Bu politikanın bir devamı olarak Kudüs'ün tarihi bölgesinde yer alan Şeyh Cerrah mahallesinde yaşayan Müslümanların, evlerinden kovulmaya çalışılması, bugün İsrail'de bir etnik gerilime dönüştü. Ramazan ayında Kudüs'te başlayan çatışmalar, Araplar ve Yahudilerin beraber yaşadığı Lod, Yafa gibi şehirlere de sıçradı. Müslümanlara ait işyerleri fanatik Yahudiler tarafından tahrip edildi; linç edilen insanlar oldu.

Bugün İsrail vatandaşlığı taşıyan nüfusun %20'sini Müslüman ve Hristiyan Araplardan müteşekkil. İsrail'de sol siyasetin güç kaybetmesi ve aşırı-dinci sağın yükselmesi, bu homojen yapının devamına engel teşkil etmektedir. Son iki yılda dört seçim yapılmasına rağmen bir hükümetin tesis edilememiş olması da, gerilimi sona erdirecek akl-ı selim sahibi kimselerin çıkmasına engel oluyor. Bu takdirde de meydan, güvenlik odaklı çözümleri ön plana çıkaran, askeri bürokrasiye ve aşırı sağ gruplara alenen destek sağlayan polislere kalıyor.

Osmanlı Devleti, Balkanlarda beş yüz sene hükmetti ve binlerce sivil mimari eser bıraktı. Ancak Bosna, Makedonya ve Arnavutluk haricindeki diğer ülkelerde bugün ayakta kalan eser sayısı çok azdır. Türkler 19. yüzyıl boyunca Balkanlar ve Adalardan soykırımlarla atıldı. Bölgenin Osmanlı geçmişi tahrip edildi. Bugün aynı soykırım ve tahrip Filistin topraklarında gerçekleştirilmektedir. İsrail, Filistin sorununda iki devletli çözüme ulaşıldığı takdirde, Kudüs'ün Filistin Devletinin başkenti olmasını istemiyor. Bu nedenle soykırım ve etnik temizlik yoluyla bölgenin Müslüman geçmişi silinmeye çalışılıyor.
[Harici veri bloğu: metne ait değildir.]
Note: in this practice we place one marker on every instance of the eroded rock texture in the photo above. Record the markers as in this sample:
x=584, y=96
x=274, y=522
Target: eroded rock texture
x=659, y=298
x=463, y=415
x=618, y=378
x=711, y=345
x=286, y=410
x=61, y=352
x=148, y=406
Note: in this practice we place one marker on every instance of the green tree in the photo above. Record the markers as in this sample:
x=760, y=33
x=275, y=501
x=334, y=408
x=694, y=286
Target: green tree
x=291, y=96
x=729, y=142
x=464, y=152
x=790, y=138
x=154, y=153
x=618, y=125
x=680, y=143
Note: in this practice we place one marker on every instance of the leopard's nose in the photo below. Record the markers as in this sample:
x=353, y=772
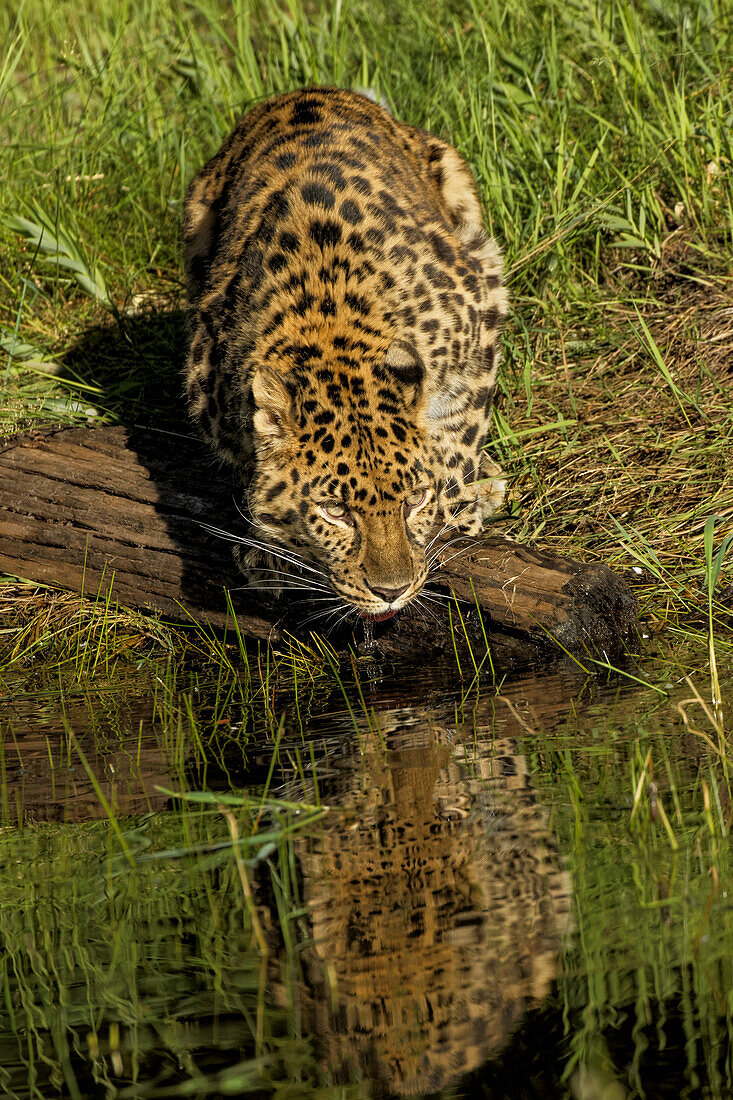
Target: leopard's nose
x=389, y=594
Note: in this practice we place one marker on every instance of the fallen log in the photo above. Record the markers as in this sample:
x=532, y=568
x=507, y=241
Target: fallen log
x=86, y=508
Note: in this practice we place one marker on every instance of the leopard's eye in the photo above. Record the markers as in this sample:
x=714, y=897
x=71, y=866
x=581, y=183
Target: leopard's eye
x=415, y=498
x=337, y=510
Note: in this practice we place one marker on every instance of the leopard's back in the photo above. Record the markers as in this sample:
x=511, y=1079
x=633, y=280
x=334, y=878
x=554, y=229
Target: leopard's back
x=338, y=255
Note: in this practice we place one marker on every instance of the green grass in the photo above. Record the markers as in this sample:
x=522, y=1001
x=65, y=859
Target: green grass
x=600, y=136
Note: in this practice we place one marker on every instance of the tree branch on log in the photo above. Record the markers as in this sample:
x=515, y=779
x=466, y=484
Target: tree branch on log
x=88, y=507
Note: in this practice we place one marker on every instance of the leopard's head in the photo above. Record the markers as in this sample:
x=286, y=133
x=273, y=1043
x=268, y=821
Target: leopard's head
x=345, y=474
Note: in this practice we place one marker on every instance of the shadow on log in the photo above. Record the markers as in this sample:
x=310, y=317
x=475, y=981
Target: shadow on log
x=88, y=507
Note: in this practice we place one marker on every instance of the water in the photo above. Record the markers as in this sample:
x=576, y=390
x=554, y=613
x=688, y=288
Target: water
x=523, y=892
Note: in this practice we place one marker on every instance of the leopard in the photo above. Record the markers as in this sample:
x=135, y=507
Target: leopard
x=346, y=304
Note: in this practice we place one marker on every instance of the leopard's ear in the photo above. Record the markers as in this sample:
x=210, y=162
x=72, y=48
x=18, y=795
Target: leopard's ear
x=274, y=406
x=406, y=367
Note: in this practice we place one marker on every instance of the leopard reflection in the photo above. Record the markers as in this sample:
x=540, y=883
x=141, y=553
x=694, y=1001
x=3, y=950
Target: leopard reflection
x=438, y=903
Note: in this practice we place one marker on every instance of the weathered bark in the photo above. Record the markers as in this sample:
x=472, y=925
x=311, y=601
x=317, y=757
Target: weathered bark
x=88, y=507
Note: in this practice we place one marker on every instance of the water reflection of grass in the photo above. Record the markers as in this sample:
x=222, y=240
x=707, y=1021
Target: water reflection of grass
x=600, y=138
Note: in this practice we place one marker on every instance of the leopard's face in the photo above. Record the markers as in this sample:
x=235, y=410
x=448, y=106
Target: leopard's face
x=351, y=492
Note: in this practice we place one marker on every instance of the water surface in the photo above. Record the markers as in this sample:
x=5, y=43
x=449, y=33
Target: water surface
x=391, y=886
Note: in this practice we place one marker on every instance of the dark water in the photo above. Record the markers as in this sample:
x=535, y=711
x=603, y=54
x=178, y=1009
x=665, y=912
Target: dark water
x=505, y=891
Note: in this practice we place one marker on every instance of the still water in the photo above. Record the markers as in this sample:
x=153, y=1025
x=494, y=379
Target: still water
x=428, y=888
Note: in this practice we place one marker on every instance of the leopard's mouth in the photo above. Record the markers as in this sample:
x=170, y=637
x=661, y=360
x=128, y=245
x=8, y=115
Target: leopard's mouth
x=378, y=618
Son dönemde İran karşıtı bloğu güçlendirmek ve siyasi İslami akımlara karşı koymak için İsrail'i diplomatik olarak tanıyan bazı Arap ülkeleri oldu. Güçlenen bu ilişkiye rağmen, Filistin'de Arap nüfusun huzur içinde yaşamasına olanak sağlayan politikalar hayata geçirilemedi. Bu da gösteriyor ki, İsrail ile Arap dünyası arasındaki yakınlaşmalar hassas dengeler ve suni temeller üzerine oturmaktadır.

Etnik milliyetçiliğin 20. yüzyılda dünyayı uçurumun kenarına sürüklediği zihinlerde yeterince yer etmediği çok açık. Burada, kalıcı barışın tesisi için acilen yapılması gereken: iki devletli çözümün hayata geçirilmesi; bölgedeki su kaynaklarının paylaşılması ve mülteci sorunun çözümü için BM barış gücünün bölgede konuşlandırılmasıdır. Aksi takdirde Filistin topraklarında başlayan bu kriz bölgede zaten bozulmuş olan dengeyi iyice altüst ederek, bir şiddet sarmalının oluşmasına ve telafisi mümkün olmayan zararların doğmasına sebebiyet verebilir.